We thought about using a different tool, but with limited time, we came up with a different method to speed this up. We doctored some fake json records and directly put into Kinesis Firehose. These records were used to fill up the 1MB buffer and cause Kinesis Firehose to output a file. The fake records were doctored in such a way to allow us to filter them from the real data. This sped up the data to 20 seconds. Still slow, but much better for our demo. 


Next steps
If we keep working on this project for real world distribution, there are some problems we encountered that need to be solved:

  1. Lighting conditions can create problems seeing the face, particularly when the target is backlit. In a controlled environment we worked around this problem, but it would be interesting to work through the challenges in a less controlled setting 
  2. Data handling needs to be cleaned up. For testing and demo purposes, we had the device say the first person it saw. If there are multiple people present or there is bad data, like not knowing who is pictured, that creates problems. In a controlled data environment we could avoid this, but there are more considerations for real-world use
  3. The voice we had sounded ridiculous. It was a great Python Library that had a pre-generated voice, but it sounded very computer generated, nothing like more natural voices that virtual assistants are presenting us with today 
  4. Cost for this in full production could be be prohibitive for large scale use.
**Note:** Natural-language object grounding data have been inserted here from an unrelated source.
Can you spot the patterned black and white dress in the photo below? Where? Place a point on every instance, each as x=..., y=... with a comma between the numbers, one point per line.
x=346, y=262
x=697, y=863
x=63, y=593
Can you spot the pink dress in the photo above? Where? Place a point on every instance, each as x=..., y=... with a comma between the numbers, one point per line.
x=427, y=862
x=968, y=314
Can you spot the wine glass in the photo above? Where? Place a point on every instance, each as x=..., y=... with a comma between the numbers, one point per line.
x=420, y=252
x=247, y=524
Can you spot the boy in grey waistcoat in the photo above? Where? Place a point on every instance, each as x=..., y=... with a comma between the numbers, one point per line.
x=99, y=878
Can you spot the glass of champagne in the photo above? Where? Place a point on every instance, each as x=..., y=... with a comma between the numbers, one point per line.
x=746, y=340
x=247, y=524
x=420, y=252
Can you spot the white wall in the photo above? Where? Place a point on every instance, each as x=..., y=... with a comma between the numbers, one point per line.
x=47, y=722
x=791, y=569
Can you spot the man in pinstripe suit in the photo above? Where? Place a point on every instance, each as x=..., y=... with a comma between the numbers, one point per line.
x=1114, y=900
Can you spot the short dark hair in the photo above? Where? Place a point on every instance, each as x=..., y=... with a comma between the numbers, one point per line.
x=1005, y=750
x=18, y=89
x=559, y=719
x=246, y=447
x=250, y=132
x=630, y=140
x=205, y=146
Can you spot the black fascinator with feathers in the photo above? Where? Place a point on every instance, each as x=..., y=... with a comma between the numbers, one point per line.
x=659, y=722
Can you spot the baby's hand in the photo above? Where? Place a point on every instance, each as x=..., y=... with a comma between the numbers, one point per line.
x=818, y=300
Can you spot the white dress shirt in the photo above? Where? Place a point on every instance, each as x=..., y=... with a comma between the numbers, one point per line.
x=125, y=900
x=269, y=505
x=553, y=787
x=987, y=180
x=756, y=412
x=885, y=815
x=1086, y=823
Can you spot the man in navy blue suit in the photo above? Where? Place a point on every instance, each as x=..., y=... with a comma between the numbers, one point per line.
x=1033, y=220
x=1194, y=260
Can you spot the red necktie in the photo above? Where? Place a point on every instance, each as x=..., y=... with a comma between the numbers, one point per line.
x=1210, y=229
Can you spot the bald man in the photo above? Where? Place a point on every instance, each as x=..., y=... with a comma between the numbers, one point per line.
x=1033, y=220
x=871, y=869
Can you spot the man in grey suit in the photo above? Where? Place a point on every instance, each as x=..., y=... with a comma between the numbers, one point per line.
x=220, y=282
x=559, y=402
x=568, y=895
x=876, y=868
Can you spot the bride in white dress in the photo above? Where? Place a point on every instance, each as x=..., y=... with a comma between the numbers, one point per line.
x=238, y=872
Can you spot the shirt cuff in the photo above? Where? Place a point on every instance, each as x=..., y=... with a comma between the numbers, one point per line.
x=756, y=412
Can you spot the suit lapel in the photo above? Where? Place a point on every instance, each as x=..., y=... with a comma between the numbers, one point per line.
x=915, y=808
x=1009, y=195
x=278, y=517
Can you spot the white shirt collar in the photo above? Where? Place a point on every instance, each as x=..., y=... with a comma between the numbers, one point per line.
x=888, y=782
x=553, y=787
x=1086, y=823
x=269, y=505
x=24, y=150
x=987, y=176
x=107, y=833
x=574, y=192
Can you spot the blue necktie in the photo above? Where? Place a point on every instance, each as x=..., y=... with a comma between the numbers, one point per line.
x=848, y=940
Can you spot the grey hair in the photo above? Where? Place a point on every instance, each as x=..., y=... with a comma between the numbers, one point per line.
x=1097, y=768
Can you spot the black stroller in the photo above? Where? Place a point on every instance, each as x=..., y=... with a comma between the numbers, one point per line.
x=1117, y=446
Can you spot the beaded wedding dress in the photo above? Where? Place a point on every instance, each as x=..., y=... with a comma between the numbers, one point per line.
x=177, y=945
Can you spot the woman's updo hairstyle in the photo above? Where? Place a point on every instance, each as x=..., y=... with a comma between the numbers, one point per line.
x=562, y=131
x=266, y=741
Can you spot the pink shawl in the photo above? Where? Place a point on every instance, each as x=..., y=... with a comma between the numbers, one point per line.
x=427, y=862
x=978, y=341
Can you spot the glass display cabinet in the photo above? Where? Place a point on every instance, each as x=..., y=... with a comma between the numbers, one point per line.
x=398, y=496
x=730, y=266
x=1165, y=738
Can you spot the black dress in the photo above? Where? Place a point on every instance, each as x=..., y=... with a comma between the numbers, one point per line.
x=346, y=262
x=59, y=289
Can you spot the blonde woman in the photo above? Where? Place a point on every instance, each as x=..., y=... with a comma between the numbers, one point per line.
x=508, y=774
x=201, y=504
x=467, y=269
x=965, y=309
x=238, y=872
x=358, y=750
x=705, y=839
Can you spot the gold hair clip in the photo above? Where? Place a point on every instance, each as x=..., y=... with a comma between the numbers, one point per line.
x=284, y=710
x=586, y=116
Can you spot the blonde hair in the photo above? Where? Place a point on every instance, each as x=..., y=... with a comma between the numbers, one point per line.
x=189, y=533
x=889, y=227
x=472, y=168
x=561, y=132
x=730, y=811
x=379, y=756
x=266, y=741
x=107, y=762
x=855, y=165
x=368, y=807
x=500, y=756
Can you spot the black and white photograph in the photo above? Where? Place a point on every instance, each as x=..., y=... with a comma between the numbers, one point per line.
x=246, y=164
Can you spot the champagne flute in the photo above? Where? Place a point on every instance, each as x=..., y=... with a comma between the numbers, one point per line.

The most expensive part of this would be the Rekognition service, which costs $0.12/minute. That’s $7.20 an hour, or around $1,756/month if you were to run it 8 hours a day for a month. But as this technology becomes more mature, the cost may go down


Learning for the future
This was the team’s first time developing something that used Kinesis Video Stream, Kinesis, Data Stream, Kinesis Firehose, DynamoDB, and Rekognition all together. Within just 48 hours, we were able to get familiar and comfortable working with these technologies. Knowing that we can leverage our existing AWS expertise to integrate more Amazon services—and do it quickly—gave us all a lot of confidence going forward. 

During the demos, Metal Toad’s CTO Tony said, “We have clients who want to try using facial recognition technology, but they're hesitant because it seems to hard." Maybe it was a little hard, but I didn’t really focus on the difficulty. I simply saw a problem that sounded fun to solve, then broke it down to manageable tasks, and worked through each step. We had problems, we worked through them. Working as a team, we found that the difficulty of a problem is irrelevant; it’s all about the process and an Agile approach that makes even large challenges manageable.  

Whether we use the facial recognition features again or not, the experience with moving data in the suite of Kinesis tools will be a step forward as Metal Toad continues to build more IoT and data analysis projects for our clients.